Sessa Aurunca – Ieri, sabato 07 Giugno, si è tenuta, presso il salone del Castello Ducale di Sessa Aurunca, un ottima Assemblea organizzata dall’instancabile Giulia Casella e dagli attivisti del Circolo Legambiente di Sessa Aurunca.
Gli argomenti che hanno caratterizzato il congresso sono stati Salute, Ambiente, Lavoro.
Massiccia l’affluenza dei partecipanti tra cui, il sindaco del comune di Sessa Aurunca, Tommasino, il sindaco del comune di Cellole, Izzo, Gaetano Rivezzi ( Presidente regionale della Campania dei medici per l’Ambiente “ISDE”),esponenti dell’ARPAC (Agenzia regionale protezione ambientale Campania), esponenti di Legambiente e molte associazioni del Territorio impegnate per la salvaguardia dell’ecosistema.
L’assemblea ha inizio con l’intervento del sindaco Tommasino, il quale con vena critica afferma: Le leggi non bastano: se non si crea una sensibilità popolare i problemi non si risolveranno. Con questo intervento, il primo cittadino invita la popolazione ad una buona educazione sociale per la salvaguardia dell’ambiente.
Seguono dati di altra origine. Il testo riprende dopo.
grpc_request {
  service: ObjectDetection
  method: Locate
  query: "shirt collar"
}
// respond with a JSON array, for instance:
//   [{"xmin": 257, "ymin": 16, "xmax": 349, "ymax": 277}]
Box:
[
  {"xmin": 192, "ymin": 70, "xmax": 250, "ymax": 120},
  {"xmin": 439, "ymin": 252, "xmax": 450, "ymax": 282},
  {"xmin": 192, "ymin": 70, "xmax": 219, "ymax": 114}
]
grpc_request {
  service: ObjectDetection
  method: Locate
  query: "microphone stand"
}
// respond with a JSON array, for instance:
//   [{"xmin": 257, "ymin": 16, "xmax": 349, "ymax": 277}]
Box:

Il vivo dell’assemblea ha inizio quando l’attivista Casella inizia esponendo le varie tematiche che affliggono lo splendido territorio Aurunco, tra le quali le discariche Cotoniera e La Selva, la questione decommissioning dell’ ex Centrale nucleare del Garigliano e in ultimo, ma non meno importante la questione Pet-Coke che sta tormentando la salute degli abitanti del comprensorio.
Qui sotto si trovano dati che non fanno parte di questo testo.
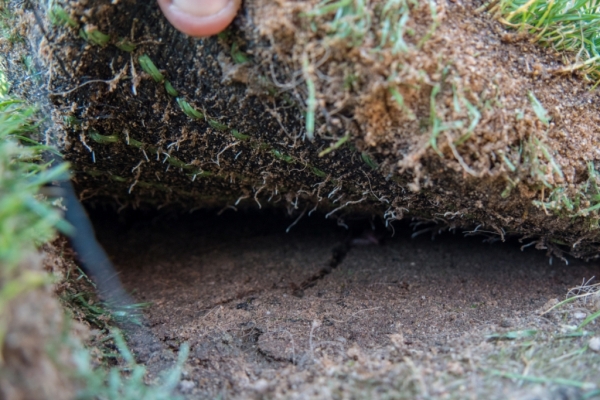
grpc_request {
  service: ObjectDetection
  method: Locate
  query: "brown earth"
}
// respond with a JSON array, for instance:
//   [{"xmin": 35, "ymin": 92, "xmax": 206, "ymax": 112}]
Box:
[
  {"xmin": 91, "ymin": 212, "xmax": 600, "ymax": 399},
  {"xmin": 7, "ymin": 0, "xmax": 600, "ymax": 258}
]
Quest’ultimo argomento è stato soggetto di un’ ampia discussione, appunto perché la pericolosità del rifiuto speciale causerebbe danni irreversibili alla salute di chi vi è esposto. Ricordiamo che il Pet-Coke è un prodotto che si ottiene dal processo di condensazione per piroscissione di residui petroliferi pesanti e oleosi fino ad ottenere un residuo di consistenza diversa, spugnosa o compatta. Esso è costituito da idrocarburi aromatici policiclici ad alto peso molecolare e presenta un elevato tenore di carbonio e basso contenuto di ceneri.
Il Pet-Coke proveniente prevalentemente dal Nord Europa e dal Canada arriva al porto di Gaeta e viene trasportato per la demolizione all’Intergroup di Sessa Aurunca sito sulla statale Appia. L’attivista di Legambiente faceva presente come alcuni territori delle province di Napoli e Salerno avessero rifiutato lo scarico del prodotto ed un ipotetico smaltimento sul territorio stesso.
Un prolifero ed interessante intervento è stato quello tenuto dal presidente dei Medici della Campania Gaetano Rivezzi. Il Dr Rivezzi, pediatra e studioso di patologie legate a fenomeni ambientali, afferma che le condizioni ambientali stanno permettendo, alle generazioni successive, di riscontrare nuove patologie cliniche che fino a qualche decennio fa non esistevano affatto.
Un affermazione tanto assurda quanto vera ha recato rabbia e sconcerto tra i partecipanti: Il Dio denaro ci sta allontanando dal senso civico, dall’etica individuale e dalla salvaguardia e tutela della salute pubblica.
Il prof. Rivezzi continua esponendo le definizioni di inquinamento ambientale, fenomeno ubiquitario e capillare e delle patologie cliniche legate a tale fenomeno.
L’inquinamento è un’alterazione dell’ambiente naturale. Esso produce disagi temporanei, patologie o danni permanenti per la vita in una data area, e può porre la zona in disequilibrio con i cicli naturali esistenti. Tra le varie patologie, quelle strettamente correlate all’inquinamento risultano essere:
– allergie
– asma
– disturbi del sistema immunitario
– lupus eritematoso
– cancro
L’ex Ministro della sanità Renato Balduzzi afferma che nelle province di Caserta e Napoli il numero di patologie neoplastiche risulta essere maggiore rispetto alle altre Province d’Italia.
La costruttiva assemblea ha chiarito alle persone che vi hanno partecipato le difficoltà che possono verificarsi se la salvaguardia dell’ambiente non viene rispettata. Noi chiediamo a gran voce più sacrifici dalle istituzioni, per la tutela del diritto alla Salute e nello stesso tempo ci impegniamo singolarmente nel rispettare il nostro bello ed amato territorio.
Riportiamo un aforisma che ci ricorda: Il Mondo non ci è stato lasciato in eredità dai nostri padri, ma ci è stato dato in prestito dai nostri figli.
Tuteliamo noi ed i nostri discendenti.